# Toscafire arabian stallion



## csimkunas6 (Apr 18, 2010)

Wow!!! He is breathtakingly stunning!! Fantastic photos!!!!


----------



## rocky pony (Oct 5, 2007)

Wow, he is a real stunner! Awesome shots of him


----------



## FGRanch (Feb 9, 2008)

Great pictures, he is a handsome boy.


----------



## Chestnuts73 (Oct 14, 2011)

Wow he is really pretty


----------



## Gallop On (May 1, 2011)

Arabians, my favorite breed <3 Breath breathtakingly gorgeous horse!


----------



## Golden Horse (Feb 20, 2010)

He is very handsome and there are some gorgeous studies of him there.

I have to ask, because I'm genuinely curious, what sort of shoes does he have on? they look very thick and heavy, are they weighted or padded?


----------



## CurlyIsASpecialStandie (Jul 19, 2011)

gorgeous


----------



## HorseLovinLady (Jul 18, 2011)

Very nice!! :smile:


----------



## Twilight Arabians (Dec 14, 2008)

Thanks guys! He is probably the sweetest stallion I have met in a long time. I love an Arabian that will turn it on when you want it and turn it off when you don't.

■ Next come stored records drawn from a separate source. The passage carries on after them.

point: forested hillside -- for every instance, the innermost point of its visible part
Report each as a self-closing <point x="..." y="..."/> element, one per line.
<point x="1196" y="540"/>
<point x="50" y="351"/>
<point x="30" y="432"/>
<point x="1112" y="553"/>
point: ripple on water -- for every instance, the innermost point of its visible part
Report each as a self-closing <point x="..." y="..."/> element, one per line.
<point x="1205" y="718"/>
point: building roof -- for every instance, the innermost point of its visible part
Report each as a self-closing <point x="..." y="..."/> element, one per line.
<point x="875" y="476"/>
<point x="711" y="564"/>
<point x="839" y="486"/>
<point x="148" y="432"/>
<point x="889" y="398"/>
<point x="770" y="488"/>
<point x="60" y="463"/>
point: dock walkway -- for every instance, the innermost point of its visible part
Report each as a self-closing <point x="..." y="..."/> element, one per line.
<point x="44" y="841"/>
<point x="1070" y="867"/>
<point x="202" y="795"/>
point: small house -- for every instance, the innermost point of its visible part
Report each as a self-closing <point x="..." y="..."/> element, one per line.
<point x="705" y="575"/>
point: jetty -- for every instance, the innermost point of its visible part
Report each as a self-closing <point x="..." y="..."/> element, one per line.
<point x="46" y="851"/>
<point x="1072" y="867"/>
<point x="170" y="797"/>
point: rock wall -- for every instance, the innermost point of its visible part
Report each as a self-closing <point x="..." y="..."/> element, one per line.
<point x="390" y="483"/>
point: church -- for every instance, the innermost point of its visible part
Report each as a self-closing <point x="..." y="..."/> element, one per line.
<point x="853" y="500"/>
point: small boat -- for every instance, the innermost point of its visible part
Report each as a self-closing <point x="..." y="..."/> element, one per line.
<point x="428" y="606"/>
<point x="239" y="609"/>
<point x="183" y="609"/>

Here is a picture his owner took while giving some kids a pony ride on him. Such a good boy.


----------



## Chansu (Oct 18, 2011)

Wowww. :O i want. *grabby hands*


----------



## gigem88 (May 10, 2011)

Very pretty! I also like the horse laying down in the background like nothing is going on!


----------



## RoCru (Jul 19, 2009)

He's amazing!!! Love the last head on shot you got! Great work, by the way.


----------



## palominolover (Apr 28, 2010)

GORGEOUS. Drop-dead gorgeous. He is STUNNING =)


----------



## Twilight Arabians (Dec 14, 2008)

Thanks everyone! His son Sparksafire is an US nationals this week, he made the cut in his first class(well over 40 horses) and we will find out tomorrow if he is in the top ten.


----------



## Twilight Arabians (Dec 14, 2008)

If anyone wants to watch Sparksafire's class tomorrow you can watch it live here 2011 U.S. National Championships - Ford Arena He will be in class 1682.


----------



## VanillaBean (Oct 19, 2008)

Very pretty! ! ! !


----------



## DuffyDuck (Sep 27, 2011)

Mine 

I'll swap you! You can have my dad's horse ;D
He is beautiful, he has that Look at me! Without that 'I'm a fiery dragon '


----------



## Maeras (Oct 9, 2011)

Oh wow... *wants*


----------



## KnB (Apr 21, 2011)

W.O.W talk about a horse model!


----------



## VanillaBean (Oct 19, 2008)

I saw his class yesterday, but I couldn't tell which one he was...


----------



## horsemadgirl (Aug 23, 2011)

Wow, thats a lush little boy you got there


----------